Cladophora Cellulose-based Separators for Lithium Batteries
- Plats: Häggsalen, Ångströmlaboratoriet, Lägerhyddsvägen 1, Uppsala
- Doktorand: Pan, Ruijun
- Om avhandlingen
- Arrangör: Oorganisk kemi
- Kontaktperson: Pan, Ruijun
In this thesis, a new type of material, i.e. Cladophora cellulose, is used to manufacture separators for LIBs and lithium-metal batteries (LMBs). The separators, made with Cladophora cellulose fibers via a straightforward paper making method, possess several advantages compared to conventional polyolefin separators.
The development of lithium-ion batteries (LIBs) has been focused on exploring and improving the electrode materials and electrolytes in the past decades. An indispensable component, the separator, is however not studied as extensively. In general, a separator has two functions, i.e. preventing the direct contact between the cathode and anode and providing the ionic transport pathways. Commercial separators for LIBs are usually made of polyolefin materials, which often have low thermal stabilities and poor electrolyte wettabilities.
In this thesis, a new type of material, i.e. Cladophora cellulose, is used to manufacture separators for LIBs and lithium-metal batteries (LMBs).
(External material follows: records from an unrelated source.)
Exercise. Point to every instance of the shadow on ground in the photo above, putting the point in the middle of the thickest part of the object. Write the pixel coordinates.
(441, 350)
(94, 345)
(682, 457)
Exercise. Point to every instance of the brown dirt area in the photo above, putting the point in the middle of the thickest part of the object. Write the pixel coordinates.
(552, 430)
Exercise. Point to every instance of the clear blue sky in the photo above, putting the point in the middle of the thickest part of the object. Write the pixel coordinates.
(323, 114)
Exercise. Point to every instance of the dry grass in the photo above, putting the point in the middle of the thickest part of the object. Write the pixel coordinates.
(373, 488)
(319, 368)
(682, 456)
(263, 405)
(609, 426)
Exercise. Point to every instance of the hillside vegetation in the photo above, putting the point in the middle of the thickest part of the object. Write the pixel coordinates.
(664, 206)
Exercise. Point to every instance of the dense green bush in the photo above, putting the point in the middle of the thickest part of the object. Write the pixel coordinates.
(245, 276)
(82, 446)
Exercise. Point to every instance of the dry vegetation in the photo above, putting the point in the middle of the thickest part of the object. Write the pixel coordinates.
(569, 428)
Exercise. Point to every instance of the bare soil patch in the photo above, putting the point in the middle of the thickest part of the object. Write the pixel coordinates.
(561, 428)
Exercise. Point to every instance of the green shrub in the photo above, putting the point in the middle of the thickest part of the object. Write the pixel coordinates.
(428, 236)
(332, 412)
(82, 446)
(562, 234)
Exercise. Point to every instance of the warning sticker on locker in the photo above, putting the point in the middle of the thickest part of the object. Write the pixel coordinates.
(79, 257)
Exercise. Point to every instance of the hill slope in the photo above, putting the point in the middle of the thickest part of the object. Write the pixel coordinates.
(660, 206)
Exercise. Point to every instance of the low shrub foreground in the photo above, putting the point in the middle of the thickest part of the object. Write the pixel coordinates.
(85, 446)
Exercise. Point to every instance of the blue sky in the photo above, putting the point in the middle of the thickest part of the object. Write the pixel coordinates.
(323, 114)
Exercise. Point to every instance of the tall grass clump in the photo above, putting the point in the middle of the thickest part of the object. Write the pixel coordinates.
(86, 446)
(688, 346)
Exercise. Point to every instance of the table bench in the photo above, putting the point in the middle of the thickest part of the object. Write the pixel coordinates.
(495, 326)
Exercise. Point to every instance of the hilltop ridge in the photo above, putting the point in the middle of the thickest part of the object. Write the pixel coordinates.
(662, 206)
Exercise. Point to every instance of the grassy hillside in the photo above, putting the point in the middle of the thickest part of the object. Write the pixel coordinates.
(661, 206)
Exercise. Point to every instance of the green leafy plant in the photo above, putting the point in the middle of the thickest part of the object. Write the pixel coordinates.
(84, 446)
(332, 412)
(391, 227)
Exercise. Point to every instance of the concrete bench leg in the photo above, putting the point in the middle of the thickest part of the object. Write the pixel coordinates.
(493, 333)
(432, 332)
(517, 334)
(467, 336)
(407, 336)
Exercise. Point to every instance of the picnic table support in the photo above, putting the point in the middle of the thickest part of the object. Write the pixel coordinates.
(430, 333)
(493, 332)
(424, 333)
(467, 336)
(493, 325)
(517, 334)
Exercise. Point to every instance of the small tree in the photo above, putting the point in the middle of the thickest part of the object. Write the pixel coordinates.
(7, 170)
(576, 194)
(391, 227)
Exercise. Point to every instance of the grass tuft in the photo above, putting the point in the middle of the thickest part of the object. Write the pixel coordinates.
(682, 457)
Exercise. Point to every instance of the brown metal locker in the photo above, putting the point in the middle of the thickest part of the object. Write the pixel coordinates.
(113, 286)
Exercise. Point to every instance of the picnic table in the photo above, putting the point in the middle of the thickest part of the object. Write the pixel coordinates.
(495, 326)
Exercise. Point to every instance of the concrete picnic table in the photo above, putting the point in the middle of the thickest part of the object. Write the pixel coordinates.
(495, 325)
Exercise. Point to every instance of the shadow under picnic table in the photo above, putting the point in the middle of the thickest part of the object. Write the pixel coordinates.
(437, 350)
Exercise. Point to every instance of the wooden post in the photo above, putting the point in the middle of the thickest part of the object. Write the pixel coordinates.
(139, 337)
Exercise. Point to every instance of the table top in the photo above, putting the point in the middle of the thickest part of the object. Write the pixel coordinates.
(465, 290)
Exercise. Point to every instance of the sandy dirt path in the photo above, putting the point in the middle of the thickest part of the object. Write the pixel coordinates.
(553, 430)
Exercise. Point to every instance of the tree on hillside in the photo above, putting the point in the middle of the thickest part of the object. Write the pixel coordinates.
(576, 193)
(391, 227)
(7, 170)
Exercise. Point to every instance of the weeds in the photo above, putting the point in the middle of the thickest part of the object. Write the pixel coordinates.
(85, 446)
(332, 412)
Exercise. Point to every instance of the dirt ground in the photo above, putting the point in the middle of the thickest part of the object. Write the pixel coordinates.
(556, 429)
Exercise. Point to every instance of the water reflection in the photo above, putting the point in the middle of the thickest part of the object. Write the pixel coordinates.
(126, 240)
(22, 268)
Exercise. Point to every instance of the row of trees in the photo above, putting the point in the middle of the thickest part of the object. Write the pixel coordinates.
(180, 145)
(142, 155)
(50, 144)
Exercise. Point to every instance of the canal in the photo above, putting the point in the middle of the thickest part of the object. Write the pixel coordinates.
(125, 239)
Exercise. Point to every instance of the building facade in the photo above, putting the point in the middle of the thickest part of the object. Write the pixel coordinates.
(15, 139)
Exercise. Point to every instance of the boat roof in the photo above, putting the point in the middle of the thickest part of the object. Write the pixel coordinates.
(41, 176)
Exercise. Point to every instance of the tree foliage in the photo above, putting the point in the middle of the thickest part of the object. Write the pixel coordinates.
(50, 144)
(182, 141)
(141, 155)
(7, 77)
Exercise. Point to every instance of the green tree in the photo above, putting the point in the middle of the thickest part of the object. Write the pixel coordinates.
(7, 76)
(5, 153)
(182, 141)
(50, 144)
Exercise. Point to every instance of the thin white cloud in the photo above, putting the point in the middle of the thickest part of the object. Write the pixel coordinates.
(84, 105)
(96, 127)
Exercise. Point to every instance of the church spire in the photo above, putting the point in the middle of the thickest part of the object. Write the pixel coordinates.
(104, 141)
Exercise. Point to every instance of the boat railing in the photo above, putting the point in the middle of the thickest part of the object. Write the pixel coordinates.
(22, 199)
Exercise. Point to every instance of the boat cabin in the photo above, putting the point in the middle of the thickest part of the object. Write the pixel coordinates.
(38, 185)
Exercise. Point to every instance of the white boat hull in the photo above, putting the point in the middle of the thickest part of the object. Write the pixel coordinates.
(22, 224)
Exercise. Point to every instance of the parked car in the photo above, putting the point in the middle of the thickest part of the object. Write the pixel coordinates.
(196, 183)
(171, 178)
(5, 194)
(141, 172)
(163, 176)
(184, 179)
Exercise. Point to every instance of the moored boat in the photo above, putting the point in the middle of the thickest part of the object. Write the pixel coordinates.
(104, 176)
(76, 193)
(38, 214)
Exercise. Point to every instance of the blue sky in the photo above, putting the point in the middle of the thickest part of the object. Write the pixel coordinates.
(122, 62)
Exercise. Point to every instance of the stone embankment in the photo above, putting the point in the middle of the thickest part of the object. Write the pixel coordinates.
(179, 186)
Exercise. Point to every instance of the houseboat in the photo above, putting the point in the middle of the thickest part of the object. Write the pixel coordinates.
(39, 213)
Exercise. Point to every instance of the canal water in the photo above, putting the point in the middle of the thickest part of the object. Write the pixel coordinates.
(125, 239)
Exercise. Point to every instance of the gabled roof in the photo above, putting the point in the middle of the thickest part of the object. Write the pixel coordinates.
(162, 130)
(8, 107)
The separators, made with Cladophora cellulose fibers via a straightforward paper making method, possess several advantages compared to conventional polyolefin separators regarding, e.g. ionic conductivity, thermal stability, electrolyte wettability and pore distribution, providing promising alternatives for battery separators.
Apart from studying the two basic functions mentioned above, two types of advanced separator functionalities have been studied, i.e. redox-activity and the attainment of a homogeneous current distribution, in conjunction with proposals for new separator designs.
Two types of redox-active separators have been devised for the first time in the separator field, based on the use of a redox-active conducting polymer, polypyrrole (PPy) and a natural polymer, polydopamine (PDA). Based on their redox-active potentials, the PPy-based redox-active separator was designed to contribute capacity to the cathode of a LIB, while the PDA-based redox-active separator was proposed to be used on the anode side.
It is known that a homogeneous current distribution is beneficial for the battery performance. Therefore, two new types of separators with homogenous pore distributions have been manufactured to study the influence of the pore distribution on the Li deposition/stripping behavior and composite cathode utilization in LMBs. With the knowledge obtained from the study, a stable, long lifetime paper-based LMB was designed.